King is scheduled for a parole hearing in September on charges of party to attempted felony theft from a person while armed and masked. He remains in prison at Waupun Correctional Institution.
Defense attorney Mark Richards, of Racine, said King is a victim of the careless work habits of Racine Correctional Institution guards.
According to Richards, King pounded for help for more than 30 minutes after realizing Thompson was dead. The correctional officers failed to respond. Thompson, who suffered from asthma, made a request to have his inhaler and within 15 minutes of receiving it, he strangled himself, Richards said.
One inmate told authorities he overheard King and Thompson arguing about King stealing his cellmate's medication to get high. Richards believes Thompson hanged himself.
Thompson's death was ruled asphyxiation due to strangulation.

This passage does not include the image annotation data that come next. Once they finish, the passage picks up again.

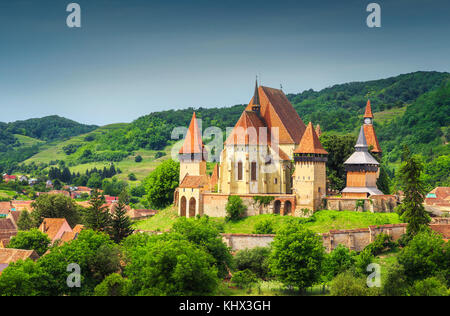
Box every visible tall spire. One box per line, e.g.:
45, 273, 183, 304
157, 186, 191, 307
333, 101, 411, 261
253, 77, 261, 106
355, 126, 369, 151
364, 100, 373, 119
294, 122, 328, 155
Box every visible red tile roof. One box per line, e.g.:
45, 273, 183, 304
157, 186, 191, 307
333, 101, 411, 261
39, 218, 67, 241
0, 202, 12, 215
294, 122, 328, 155
179, 112, 204, 154
225, 110, 270, 145
316, 124, 322, 137
0, 248, 39, 264
363, 124, 381, 153
180, 175, 207, 189
210, 163, 219, 189
364, 100, 373, 119
430, 224, 450, 239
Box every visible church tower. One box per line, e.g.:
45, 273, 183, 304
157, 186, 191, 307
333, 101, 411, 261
293, 122, 328, 211
179, 112, 207, 183
363, 100, 381, 156
342, 126, 383, 199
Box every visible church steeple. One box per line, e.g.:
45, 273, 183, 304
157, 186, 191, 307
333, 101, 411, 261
363, 100, 381, 154
364, 100, 373, 124
252, 78, 261, 113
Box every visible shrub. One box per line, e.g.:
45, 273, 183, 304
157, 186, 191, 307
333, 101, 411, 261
231, 270, 258, 291
270, 223, 325, 290
398, 231, 449, 281
323, 245, 355, 281
383, 263, 409, 296
94, 273, 131, 296
234, 247, 271, 279
364, 234, 397, 256
355, 249, 375, 276
409, 277, 450, 296
330, 271, 373, 296
226, 195, 247, 221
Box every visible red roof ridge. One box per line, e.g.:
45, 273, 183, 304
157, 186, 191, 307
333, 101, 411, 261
294, 122, 328, 155
179, 112, 204, 154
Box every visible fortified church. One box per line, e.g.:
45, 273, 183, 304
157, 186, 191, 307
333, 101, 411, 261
174, 82, 383, 217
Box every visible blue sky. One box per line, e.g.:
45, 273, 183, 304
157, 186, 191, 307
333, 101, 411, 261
0, 0, 450, 125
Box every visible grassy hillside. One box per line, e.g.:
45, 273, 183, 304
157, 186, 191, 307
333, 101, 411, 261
24, 123, 172, 184
6, 72, 450, 191
135, 207, 400, 234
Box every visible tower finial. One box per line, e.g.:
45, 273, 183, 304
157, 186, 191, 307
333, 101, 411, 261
253, 76, 261, 106
355, 126, 369, 151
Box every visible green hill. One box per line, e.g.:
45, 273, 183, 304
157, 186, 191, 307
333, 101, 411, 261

"If the guards had answered the emergency buzzer when my client had hit it, he (Thompson) would still be alive today,'' said Richards. "I walked into court and I walked out happy. My client did not kill Robert Thompson. I'm glad the family did not have to suffer through a long court trial.''
No security changes have been implemented at RCI in the wake of the firing of the two guards, said Deputy Warden Gene Dobberstein.
"We have not, at any time in the last year, changed our policy in any way with regard to inmate possession of inhalers,'' he said. "In general population, inmates keep their inhalers.''
Although Dobberstein said the state views the correction officers' violations as a serious matter, they do not believe their actions contributed to the death of Thompson.